Jesús es invitado al
banquete por uno de los fariseos más influyentes de la ciudad,
que sabe que corre el riesgo de escuchar palabras duras de
digerir, pero que puede demostrar a los otros comensales su
influencia y poder, y darse el lujo de invitar a un
huésped incómodo para algunos de sus amigos. Jesús sabe que lo
observan y, al mismo tiempo, observa lo que sucede. Él ve cómo
los invita dos compiten por los primeros puestos, pues para ellos
lo importante es no ser menos que el otro y ser más considerado
que los demás. Seguramente, él, invitado especial, ocupa uno
de esos lugares y puede observar la escena desde un lugar de
privilegio.
Mientras se acomodan
los puestos según cómo lo dispone el dueño, o cómo los
acaparan los prepotentes, Jesús propone otra lógica: elegir el
último lugar.
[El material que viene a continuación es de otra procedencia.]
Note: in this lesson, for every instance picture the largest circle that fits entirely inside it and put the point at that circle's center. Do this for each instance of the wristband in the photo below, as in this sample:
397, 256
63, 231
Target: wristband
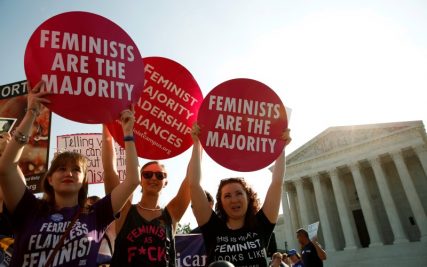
128, 138
21, 138
34, 111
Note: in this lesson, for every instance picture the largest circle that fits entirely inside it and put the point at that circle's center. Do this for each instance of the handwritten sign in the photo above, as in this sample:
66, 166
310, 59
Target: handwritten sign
242, 121
90, 145
90, 65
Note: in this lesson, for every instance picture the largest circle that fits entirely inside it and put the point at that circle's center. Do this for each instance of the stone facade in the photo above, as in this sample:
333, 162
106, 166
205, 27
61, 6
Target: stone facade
366, 184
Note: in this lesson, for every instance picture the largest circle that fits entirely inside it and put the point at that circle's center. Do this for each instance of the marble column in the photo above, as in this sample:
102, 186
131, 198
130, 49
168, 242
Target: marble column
293, 210
343, 211
421, 152
411, 193
302, 203
289, 233
323, 214
365, 203
389, 205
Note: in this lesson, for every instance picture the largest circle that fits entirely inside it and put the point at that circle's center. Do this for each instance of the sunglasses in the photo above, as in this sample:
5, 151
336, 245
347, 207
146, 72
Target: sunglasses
149, 174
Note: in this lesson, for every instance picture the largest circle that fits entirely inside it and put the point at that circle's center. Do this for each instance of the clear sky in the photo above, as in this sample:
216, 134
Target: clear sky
333, 62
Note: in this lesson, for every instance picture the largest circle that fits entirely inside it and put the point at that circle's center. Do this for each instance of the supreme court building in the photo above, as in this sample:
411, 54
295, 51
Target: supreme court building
367, 185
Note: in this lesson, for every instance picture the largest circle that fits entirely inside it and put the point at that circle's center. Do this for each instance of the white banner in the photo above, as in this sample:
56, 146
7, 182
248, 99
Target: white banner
90, 145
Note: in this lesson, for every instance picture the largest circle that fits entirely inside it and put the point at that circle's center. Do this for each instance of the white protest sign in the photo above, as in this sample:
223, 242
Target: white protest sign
90, 145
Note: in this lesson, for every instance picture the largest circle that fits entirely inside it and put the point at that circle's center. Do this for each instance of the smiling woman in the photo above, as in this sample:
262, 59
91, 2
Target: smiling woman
239, 230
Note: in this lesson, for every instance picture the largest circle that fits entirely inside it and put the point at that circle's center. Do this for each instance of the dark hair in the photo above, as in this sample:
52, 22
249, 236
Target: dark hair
253, 201
60, 160
303, 232
209, 196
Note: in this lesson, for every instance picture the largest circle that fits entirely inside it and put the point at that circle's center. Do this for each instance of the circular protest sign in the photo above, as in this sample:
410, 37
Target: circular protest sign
91, 66
241, 124
165, 112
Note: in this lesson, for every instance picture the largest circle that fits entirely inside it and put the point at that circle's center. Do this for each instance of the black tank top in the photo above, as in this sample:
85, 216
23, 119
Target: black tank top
145, 243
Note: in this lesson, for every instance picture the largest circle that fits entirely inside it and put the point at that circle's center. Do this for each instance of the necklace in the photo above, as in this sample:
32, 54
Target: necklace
144, 208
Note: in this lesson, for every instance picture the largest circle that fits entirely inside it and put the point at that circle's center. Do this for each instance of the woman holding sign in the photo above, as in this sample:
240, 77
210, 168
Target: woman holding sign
239, 230
57, 230
145, 231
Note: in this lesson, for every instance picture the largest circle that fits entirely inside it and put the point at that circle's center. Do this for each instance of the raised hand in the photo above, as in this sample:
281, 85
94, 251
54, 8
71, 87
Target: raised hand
4, 139
127, 119
287, 137
195, 131
36, 98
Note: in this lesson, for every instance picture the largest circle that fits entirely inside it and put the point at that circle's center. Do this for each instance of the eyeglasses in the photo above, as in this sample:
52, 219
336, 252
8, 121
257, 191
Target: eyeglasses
149, 174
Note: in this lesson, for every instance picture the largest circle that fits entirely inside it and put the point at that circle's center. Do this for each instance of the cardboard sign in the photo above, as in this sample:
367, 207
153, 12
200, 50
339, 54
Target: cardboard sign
190, 250
165, 112
90, 145
242, 122
90, 65
312, 230
35, 157
6, 124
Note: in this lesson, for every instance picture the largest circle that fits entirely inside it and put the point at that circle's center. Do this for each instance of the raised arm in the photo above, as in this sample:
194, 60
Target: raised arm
274, 194
111, 176
199, 202
179, 204
11, 177
122, 192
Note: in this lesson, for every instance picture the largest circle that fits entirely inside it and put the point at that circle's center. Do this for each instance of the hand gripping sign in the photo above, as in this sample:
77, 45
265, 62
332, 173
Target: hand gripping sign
165, 112
90, 65
241, 123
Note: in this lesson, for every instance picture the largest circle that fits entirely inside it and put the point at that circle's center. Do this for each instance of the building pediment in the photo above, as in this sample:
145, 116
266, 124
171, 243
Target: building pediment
342, 137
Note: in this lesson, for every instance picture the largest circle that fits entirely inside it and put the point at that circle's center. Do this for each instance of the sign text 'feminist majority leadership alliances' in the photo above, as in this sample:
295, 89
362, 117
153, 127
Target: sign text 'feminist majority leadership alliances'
165, 112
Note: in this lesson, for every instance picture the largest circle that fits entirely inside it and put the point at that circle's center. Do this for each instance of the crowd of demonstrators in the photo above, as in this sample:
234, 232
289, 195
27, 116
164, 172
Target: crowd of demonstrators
286, 260
68, 228
295, 258
312, 253
6, 233
145, 231
211, 205
106, 248
57, 230
277, 260
239, 229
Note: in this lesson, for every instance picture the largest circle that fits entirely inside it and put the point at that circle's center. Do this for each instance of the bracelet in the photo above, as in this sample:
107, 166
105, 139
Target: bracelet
33, 110
21, 138
128, 138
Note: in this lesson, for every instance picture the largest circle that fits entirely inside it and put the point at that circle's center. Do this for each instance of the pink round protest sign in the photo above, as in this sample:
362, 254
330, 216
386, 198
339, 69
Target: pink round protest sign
91, 66
241, 124
165, 112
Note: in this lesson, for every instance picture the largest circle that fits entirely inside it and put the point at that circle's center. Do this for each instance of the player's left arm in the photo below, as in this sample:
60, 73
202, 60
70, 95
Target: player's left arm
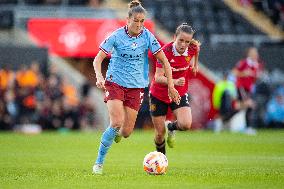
172, 92
196, 43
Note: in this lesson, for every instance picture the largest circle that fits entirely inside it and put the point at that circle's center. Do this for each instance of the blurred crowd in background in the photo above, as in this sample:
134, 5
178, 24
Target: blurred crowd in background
28, 96
272, 8
49, 100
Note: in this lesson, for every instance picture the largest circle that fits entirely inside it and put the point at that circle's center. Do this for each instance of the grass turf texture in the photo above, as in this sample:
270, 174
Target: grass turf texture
200, 160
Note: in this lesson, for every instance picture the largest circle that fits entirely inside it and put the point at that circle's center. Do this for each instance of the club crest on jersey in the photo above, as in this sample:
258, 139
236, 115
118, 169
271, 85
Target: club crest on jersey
187, 59
153, 107
134, 45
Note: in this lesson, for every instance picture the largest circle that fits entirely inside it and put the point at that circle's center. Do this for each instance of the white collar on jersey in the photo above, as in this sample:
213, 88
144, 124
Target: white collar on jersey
126, 31
177, 53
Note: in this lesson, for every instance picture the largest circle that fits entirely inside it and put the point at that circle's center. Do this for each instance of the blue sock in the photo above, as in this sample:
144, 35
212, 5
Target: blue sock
106, 142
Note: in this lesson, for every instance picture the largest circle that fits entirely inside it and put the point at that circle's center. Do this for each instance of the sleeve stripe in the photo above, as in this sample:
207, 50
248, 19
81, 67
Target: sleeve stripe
104, 50
157, 51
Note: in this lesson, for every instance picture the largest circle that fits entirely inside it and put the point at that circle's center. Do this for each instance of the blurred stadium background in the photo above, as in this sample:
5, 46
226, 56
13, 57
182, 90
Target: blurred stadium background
47, 48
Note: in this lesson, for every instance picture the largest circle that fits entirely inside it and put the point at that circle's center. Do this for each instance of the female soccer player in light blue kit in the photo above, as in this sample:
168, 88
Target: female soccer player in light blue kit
127, 76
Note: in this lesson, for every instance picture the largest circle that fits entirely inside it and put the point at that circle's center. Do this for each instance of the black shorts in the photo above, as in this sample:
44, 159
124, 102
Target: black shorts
160, 108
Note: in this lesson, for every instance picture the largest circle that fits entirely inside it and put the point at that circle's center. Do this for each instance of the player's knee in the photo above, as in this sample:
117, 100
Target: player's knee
160, 137
185, 125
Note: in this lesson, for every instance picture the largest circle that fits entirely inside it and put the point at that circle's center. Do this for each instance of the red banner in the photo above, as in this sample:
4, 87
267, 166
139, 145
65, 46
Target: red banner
74, 37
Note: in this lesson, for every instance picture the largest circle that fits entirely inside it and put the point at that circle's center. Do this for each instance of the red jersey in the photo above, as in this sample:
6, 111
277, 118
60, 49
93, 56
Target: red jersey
180, 65
248, 82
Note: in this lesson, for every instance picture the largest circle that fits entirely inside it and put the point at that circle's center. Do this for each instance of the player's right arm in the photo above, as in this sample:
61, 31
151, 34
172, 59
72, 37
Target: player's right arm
97, 63
161, 78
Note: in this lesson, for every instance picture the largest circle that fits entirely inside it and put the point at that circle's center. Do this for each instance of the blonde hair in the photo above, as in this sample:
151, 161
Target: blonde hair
135, 7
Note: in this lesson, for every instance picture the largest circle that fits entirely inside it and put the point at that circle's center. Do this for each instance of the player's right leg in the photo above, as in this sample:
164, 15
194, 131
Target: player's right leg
182, 112
158, 110
116, 114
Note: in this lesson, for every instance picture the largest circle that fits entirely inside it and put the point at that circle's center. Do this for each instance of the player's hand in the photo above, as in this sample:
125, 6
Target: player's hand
173, 95
100, 82
196, 43
248, 73
179, 81
195, 69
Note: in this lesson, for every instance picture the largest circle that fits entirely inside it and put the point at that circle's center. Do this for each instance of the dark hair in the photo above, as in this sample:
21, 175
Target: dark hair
184, 27
135, 7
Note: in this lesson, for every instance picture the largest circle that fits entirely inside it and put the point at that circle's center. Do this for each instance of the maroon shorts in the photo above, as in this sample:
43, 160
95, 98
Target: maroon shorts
131, 97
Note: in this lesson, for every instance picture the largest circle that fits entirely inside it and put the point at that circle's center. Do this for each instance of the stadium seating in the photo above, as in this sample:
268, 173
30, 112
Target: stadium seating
207, 17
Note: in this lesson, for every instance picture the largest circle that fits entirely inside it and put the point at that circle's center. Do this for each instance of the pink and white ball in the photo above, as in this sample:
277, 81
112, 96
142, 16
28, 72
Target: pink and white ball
155, 163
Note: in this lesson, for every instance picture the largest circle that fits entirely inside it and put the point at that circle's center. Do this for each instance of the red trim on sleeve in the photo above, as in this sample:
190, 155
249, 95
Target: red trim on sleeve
157, 51
104, 51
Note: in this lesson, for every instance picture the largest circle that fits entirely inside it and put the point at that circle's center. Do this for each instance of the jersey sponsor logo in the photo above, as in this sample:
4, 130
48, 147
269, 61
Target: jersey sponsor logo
141, 97
180, 69
132, 56
134, 46
187, 59
155, 42
153, 107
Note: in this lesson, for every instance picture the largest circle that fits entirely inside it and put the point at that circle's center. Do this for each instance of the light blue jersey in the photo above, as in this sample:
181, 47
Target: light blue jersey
128, 65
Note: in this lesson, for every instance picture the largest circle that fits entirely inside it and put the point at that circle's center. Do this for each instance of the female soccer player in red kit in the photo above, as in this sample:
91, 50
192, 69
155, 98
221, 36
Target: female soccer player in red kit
183, 57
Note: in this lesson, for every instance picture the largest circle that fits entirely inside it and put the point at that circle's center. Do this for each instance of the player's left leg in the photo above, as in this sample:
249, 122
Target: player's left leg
132, 103
129, 122
183, 122
160, 131
158, 110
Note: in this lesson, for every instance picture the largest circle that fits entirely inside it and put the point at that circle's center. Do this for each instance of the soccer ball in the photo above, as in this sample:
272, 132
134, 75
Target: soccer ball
155, 163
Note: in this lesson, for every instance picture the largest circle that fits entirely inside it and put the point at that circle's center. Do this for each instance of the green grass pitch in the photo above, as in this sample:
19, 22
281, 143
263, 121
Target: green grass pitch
201, 159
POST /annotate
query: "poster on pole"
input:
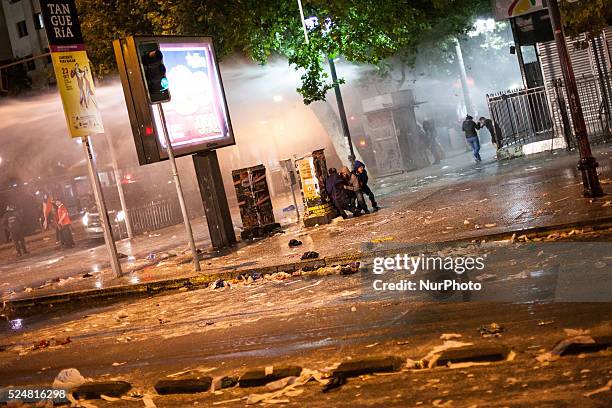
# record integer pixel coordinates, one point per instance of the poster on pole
(75, 84)
(71, 67)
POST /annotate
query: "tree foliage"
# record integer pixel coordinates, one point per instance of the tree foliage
(586, 16)
(362, 31)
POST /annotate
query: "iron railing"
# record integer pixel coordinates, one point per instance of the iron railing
(595, 94)
(530, 115)
(522, 116)
(155, 215)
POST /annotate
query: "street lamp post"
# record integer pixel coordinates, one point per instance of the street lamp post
(332, 68)
(587, 163)
(341, 111)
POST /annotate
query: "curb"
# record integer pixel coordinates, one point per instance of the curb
(116, 293)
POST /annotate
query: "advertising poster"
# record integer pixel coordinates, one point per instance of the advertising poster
(505, 9)
(75, 84)
(196, 114)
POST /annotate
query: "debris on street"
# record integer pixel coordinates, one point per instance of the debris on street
(605, 388)
(562, 345)
(294, 242)
(490, 330)
(309, 255)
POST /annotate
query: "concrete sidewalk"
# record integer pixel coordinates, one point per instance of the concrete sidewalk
(452, 201)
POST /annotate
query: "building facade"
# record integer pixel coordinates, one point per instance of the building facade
(23, 37)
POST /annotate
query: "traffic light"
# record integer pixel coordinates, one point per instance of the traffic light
(152, 61)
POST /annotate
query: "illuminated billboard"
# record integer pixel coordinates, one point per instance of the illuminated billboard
(197, 116)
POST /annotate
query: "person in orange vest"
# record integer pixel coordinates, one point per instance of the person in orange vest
(64, 224)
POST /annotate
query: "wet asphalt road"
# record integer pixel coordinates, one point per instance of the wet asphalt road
(533, 290)
(430, 204)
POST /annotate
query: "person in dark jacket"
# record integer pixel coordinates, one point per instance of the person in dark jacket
(494, 131)
(12, 221)
(470, 127)
(333, 186)
(362, 175)
(353, 185)
(434, 146)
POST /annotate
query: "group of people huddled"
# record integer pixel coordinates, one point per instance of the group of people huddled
(348, 189)
(54, 215)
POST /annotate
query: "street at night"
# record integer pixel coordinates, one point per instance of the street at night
(306, 203)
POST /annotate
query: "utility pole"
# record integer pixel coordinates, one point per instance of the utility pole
(341, 111)
(99, 197)
(587, 163)
(117, 173)
(179, 189)
(469, 105)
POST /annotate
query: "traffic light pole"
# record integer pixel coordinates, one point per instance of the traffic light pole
(179, 189)
(99, 197)
(341, 111)
(587, 163)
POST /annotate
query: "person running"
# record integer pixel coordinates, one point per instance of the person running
(434, 146)
(470, 127)
(333, 187)
(494, 131)
(12, 221)
(362, 175)
(64, 224)
(353, 185)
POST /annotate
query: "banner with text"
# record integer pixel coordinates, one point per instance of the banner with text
(71, 66)
(505, 9)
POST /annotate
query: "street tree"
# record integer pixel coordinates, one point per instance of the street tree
(360, 31)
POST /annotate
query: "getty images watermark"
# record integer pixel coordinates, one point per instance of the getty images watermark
(436, 273)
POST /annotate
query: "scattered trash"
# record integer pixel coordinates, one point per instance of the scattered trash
(282, 383)
(450, 336)
(51, 343)
(576, 332)
(382, 239)
(219, 283)
(122, 314)
(68, 378)
(310, 255)
(278, 276)
(607, 387)
(430, 360)
(290, 390)
(599, 264)
(491, 330)
(349, 269)
(294, 243)
(485, 277)
(335, 381)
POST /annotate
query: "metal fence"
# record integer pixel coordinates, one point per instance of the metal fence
(155, 215)
(530, 115)
(522, 116)
(595, 94)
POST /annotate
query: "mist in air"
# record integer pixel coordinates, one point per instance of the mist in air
(269, 119)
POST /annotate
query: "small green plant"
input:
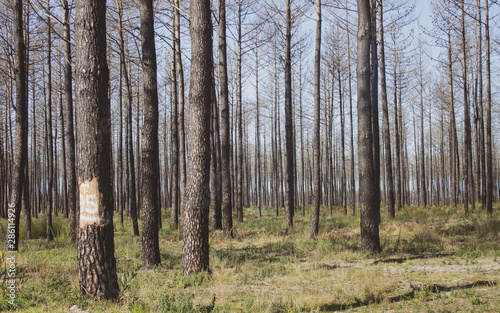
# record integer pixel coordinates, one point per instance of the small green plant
(474, 300)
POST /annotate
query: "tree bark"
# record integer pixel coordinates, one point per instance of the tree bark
(489, 143)
(369, 223)
(21, 141)
(289, 153)
(196, 205)
(50, 145)
(150, 157)
(227, 206)
(316, 138)
(175, 133)
(96, 261)
(385, 116)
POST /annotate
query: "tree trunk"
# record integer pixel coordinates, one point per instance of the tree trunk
(96, 261)
(196, 205)
(316, 138)
(181, 104)
(150, 158)
(21, 141)
(289, 153)
(385, 117)
(489, 143)
(50, 147)
(374, 95)
(370, 241)
(215, 164)
(227, 206)
(175, 133)
(353, 178)
(423, 194)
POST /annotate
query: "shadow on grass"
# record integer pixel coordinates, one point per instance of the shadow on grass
(421, 291)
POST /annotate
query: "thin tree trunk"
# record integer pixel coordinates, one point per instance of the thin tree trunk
(385, 116)
(175, 133)
(50, 147)
(227, 204)
(316, 138)
(21, 156)
(370, 241)
(489, 143)
(196, 205)
(181, 105)
(289, 153)
(150, 157)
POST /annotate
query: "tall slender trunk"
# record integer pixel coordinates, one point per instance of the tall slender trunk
(175, 132)
(453, 148)
(50, 147)
(150, 157)
(316, 138)
(385, 116)
(21, 156)
(181, 100)
(196, 205)
(369, 222)
(227, 205)
(489, 143)
(96, 261)
(353, 177)
(423, 193)
(239, 155)
(289, 152)
(257, 133)
(468, 187)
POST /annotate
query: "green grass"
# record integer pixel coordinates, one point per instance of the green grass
(424, 252)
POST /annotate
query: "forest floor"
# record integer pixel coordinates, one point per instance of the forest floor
(433, 260)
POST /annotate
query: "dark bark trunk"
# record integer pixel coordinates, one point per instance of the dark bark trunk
(181, 105)
(385, 117)
(289, 151)
(96, 261)
(316, 138)
(21, 141)
(150, 158)
(227, 206)
(175, 134)
(423, 193)
(196, 205)
(489, 143)
(50, 145)
(370, 241)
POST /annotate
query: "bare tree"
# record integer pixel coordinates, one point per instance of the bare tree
(289, 151)
(316, 139)
(385, 115)
(21, 142)
(225, 130)
(370, 241)
(150, 161)
(96, 260)
(196, 205)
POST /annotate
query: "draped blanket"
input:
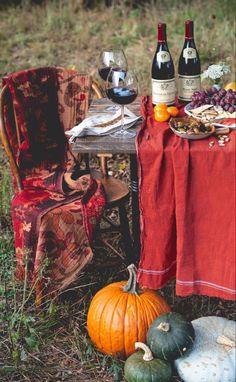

Este no es un sitio de castigo, normalmente es el
lugar de Dios, el de Jesús, el de quien vino para servir y no para
ser servido, el lugar de quien ama más que nadie y quiere hacer
un lugar para los demás.
El que se coloca en
el último lugar, recibe un tratamiento muy especial: lo llaman
amigo.
Jesús se dirige
también al dueño de casa para sugerir otra lógica al realizar
una fiesta: organizar algo para quienes no pueden dar nada a
cambio.
Nosotros tampoco
salimos de la costumbre de invitar a los cuatro escalones sociales
más cercanos: familia, parientes, amigos y vecinos
importantes. Sabemos que ellos nos invitarán. Hay un tácito
“te invito, y no me olvides cuando prepares algo”.
Haciendo lo que
sugiere Jesús, el círculo de los cuatro grados se amplía, y
entran personas de la comunidad, compañeros de trabajo,
compañeros de infancia quizás en dificultades, enfermos a
los que podemos levantarles el ánimo... Estos no podrán invitarnos,
pero nos harán felices porque nos llenarán el corazón de
sentimientos que, sin estos gestos, nunca experimentaríamos.
Para ser felices, hay
que obrar como Dios, que ama sin hacer cálculos.